I live 1300 miles away but she won't talk to me and hangs up the phone when I call her. Saying, "I don't want to talk with you". She is 96 years old and is very hard of hearing and almost blind, and has trouble walking. The doctors said she could not live in her apartment by herself. Has called 911 may times. Usually it is because she doesn't eat right and is dehydrated. She agreed to move but now she is upset with me. I did everything I could to make her new place familiar but I am cursed because no matter how I have tried to please her it is never enough.
Does she have former neighbors or a clergy person or doctor or visiting nurse who might let her vent and help her gently understand that you did what you did because you love her and care about her? Or is she getting any kind of help at AL to adjust/acclimate? Does she meet with anyone there that might slowly help her understand why she needs care?
From your last sentence, it sounds like this may be a very old pattern with your mom, in which case you just need to acknowledge that you'll never be able to please your mom and turn to your friends for emotional support.

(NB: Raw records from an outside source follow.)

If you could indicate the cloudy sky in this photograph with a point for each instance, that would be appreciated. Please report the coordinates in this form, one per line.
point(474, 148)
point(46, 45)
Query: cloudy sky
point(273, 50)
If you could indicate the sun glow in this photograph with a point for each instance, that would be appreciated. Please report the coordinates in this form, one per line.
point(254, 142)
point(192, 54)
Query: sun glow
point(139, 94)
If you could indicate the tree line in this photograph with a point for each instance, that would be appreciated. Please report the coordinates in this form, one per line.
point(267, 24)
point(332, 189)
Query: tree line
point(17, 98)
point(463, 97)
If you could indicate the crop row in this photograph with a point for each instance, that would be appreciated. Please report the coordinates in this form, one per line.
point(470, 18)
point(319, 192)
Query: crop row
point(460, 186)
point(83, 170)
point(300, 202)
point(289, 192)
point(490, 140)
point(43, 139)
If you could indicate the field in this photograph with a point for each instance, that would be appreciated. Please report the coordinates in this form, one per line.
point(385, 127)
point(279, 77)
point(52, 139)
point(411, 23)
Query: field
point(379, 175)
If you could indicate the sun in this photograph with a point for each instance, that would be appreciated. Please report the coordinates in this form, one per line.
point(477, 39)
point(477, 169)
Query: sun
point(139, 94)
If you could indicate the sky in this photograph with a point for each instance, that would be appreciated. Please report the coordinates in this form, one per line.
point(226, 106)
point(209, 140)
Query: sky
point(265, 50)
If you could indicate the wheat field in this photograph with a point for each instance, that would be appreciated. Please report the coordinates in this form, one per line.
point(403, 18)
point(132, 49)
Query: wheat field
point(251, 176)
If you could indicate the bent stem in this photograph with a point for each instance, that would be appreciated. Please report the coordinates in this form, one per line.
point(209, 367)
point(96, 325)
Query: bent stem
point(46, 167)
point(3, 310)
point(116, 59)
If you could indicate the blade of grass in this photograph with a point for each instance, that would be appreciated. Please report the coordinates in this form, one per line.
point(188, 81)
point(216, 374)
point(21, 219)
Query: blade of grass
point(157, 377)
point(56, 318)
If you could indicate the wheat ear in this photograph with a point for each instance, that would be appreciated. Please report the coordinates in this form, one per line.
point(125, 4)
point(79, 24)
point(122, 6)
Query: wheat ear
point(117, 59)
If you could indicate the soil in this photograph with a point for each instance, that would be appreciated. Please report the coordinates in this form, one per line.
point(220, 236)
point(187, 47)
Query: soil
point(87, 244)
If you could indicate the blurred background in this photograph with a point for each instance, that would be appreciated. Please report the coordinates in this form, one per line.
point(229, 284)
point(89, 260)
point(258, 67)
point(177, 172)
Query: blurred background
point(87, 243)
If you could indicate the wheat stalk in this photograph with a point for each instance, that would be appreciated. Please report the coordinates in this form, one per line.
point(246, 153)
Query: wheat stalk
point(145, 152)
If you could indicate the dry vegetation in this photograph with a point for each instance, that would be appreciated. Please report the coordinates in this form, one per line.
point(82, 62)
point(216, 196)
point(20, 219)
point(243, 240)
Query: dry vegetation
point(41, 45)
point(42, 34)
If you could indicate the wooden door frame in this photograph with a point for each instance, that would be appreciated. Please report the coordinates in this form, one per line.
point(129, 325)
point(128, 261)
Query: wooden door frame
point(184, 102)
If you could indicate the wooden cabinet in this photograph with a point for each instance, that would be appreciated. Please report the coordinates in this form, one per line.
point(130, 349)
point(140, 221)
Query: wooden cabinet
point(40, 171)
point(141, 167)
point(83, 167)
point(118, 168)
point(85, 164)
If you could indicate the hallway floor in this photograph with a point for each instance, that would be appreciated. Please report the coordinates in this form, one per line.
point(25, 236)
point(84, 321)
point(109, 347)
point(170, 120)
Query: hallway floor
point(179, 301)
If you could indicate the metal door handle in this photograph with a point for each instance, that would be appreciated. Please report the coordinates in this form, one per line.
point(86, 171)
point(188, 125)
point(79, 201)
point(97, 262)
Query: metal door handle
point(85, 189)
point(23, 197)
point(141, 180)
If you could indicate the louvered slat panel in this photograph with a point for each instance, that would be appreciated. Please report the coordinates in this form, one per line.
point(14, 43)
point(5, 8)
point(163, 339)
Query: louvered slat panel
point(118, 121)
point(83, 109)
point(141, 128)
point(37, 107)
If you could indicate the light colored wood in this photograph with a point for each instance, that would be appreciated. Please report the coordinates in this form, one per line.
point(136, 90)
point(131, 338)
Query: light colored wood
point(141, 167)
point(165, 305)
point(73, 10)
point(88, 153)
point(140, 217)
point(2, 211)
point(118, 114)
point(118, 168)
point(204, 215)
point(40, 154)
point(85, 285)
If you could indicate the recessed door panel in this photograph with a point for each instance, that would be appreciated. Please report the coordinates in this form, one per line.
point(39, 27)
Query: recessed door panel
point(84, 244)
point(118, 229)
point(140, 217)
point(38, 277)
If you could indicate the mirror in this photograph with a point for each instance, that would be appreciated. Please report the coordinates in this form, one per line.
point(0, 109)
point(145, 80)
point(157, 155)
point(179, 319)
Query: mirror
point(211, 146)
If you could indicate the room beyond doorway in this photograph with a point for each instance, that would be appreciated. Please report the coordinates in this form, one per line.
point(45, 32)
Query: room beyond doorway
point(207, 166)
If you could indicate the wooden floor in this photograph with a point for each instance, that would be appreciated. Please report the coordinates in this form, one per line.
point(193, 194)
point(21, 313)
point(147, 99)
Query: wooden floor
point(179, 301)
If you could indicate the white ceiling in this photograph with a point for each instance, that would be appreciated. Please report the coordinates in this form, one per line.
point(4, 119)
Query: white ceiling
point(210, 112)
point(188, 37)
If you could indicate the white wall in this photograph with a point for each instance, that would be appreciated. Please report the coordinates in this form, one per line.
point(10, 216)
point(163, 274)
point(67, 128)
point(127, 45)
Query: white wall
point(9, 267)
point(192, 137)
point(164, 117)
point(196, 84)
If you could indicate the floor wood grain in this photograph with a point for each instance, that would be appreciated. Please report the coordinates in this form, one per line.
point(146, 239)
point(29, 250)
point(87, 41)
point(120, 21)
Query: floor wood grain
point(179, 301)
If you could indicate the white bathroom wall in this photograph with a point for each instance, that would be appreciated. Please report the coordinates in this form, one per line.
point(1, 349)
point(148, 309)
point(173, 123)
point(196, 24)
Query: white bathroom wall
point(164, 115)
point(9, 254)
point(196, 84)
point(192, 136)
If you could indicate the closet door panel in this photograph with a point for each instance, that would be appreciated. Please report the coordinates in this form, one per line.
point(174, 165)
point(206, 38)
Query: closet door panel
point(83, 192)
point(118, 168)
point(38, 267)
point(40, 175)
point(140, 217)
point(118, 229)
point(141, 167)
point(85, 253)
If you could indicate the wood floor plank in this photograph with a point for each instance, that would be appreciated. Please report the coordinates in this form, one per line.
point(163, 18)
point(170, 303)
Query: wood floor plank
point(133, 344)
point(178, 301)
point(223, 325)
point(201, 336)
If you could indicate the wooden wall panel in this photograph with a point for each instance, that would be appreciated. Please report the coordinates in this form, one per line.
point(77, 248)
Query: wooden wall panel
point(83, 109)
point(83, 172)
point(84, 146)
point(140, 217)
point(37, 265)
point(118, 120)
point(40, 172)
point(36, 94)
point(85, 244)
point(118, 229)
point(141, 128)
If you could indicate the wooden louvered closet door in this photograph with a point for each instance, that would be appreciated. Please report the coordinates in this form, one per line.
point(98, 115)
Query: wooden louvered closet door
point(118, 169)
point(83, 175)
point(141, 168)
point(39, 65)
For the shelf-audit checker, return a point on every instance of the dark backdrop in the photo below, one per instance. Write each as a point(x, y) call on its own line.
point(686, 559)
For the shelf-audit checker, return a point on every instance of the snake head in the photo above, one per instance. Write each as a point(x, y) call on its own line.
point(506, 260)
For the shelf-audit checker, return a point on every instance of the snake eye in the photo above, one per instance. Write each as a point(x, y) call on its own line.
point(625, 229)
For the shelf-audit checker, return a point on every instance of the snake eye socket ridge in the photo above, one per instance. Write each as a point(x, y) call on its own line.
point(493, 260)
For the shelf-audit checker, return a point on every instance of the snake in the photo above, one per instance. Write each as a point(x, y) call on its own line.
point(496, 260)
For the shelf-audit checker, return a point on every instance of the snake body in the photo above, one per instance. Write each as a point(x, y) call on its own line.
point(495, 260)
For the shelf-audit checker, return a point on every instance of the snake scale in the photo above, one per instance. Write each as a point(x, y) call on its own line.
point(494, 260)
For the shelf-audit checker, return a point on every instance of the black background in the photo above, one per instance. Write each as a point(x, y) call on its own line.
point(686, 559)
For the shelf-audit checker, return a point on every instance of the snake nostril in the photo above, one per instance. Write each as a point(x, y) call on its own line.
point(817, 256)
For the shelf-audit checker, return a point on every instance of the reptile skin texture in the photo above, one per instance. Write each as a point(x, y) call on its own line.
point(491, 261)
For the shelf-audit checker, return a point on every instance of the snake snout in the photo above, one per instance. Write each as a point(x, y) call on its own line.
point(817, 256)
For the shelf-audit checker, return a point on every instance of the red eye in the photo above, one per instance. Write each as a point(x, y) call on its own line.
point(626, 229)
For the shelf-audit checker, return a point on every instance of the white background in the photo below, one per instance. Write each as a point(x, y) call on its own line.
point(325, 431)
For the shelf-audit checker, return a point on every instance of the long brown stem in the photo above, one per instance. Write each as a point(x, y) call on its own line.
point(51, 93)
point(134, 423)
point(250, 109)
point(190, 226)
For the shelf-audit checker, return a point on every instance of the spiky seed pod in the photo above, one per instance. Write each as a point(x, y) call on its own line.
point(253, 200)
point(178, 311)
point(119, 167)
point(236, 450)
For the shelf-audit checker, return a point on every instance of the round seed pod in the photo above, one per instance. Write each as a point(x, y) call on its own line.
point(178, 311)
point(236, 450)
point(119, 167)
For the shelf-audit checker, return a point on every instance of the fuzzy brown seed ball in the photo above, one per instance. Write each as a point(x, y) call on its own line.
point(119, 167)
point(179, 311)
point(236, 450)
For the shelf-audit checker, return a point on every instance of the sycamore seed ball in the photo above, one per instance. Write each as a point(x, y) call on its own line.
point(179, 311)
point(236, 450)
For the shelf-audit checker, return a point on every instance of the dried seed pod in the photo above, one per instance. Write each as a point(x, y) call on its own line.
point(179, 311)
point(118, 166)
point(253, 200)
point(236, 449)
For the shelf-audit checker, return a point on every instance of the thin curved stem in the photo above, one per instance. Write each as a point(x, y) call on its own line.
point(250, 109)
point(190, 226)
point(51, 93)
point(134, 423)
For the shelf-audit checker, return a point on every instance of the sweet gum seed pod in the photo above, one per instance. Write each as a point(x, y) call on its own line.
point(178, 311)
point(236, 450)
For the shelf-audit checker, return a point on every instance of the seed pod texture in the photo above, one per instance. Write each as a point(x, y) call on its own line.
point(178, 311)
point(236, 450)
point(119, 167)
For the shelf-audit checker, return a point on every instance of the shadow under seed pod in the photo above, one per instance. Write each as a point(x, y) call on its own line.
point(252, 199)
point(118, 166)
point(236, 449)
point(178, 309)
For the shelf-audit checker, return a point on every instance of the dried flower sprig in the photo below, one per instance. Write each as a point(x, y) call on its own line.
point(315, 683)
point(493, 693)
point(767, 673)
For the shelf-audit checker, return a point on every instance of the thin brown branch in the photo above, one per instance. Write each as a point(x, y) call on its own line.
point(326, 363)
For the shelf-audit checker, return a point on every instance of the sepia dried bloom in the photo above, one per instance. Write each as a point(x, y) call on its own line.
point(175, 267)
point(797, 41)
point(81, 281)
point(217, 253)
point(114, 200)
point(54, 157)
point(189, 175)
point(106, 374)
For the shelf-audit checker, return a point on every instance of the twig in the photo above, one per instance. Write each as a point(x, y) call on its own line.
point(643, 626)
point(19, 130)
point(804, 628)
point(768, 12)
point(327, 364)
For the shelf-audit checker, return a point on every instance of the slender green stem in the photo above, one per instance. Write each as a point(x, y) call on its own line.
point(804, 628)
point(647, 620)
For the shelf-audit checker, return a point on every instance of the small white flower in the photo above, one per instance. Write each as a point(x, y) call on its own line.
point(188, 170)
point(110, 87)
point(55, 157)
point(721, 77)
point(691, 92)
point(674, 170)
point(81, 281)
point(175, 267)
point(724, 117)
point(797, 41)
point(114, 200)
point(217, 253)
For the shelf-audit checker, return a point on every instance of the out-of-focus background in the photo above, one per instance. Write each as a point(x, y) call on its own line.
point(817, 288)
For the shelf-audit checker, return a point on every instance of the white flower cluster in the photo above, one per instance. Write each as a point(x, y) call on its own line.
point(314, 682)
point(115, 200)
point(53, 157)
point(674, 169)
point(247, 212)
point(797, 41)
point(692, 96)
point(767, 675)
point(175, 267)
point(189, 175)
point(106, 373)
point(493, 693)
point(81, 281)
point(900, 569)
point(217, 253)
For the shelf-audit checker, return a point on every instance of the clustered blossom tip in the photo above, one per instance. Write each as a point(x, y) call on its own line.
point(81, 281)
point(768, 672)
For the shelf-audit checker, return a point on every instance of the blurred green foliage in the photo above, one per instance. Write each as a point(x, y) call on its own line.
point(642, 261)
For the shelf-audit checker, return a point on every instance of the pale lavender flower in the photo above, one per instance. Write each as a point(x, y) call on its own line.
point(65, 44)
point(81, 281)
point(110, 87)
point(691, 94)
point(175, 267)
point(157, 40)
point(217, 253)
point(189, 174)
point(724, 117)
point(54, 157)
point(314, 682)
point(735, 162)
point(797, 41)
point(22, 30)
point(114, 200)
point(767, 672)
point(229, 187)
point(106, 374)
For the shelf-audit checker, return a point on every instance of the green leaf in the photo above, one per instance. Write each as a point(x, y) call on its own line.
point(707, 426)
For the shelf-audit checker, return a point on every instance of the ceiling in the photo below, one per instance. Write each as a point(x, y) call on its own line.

Hugs to you...
She now lives with me and is bedbound and totally incontinent etc.
I am her full time caregiver and "room mate." (I am a widow).
When I try to engage in any conversation with her......I'm met with stone cold silence.
Here's what's hard for me:
I can't tell if it's the Alzheimer progression
or
if it's her anger.
She talks to her favorite people so I don't think it's the disease and that makes me feel worse.
When I try to talk to her I feel like an idiot cause my words just go into the air. So for now, I take good care of her but words are at a minimum.
I think she wants someone to blame for her situation - and I'm the "lucky one". Still, it hurts. And I wonder if it's somehow my fault.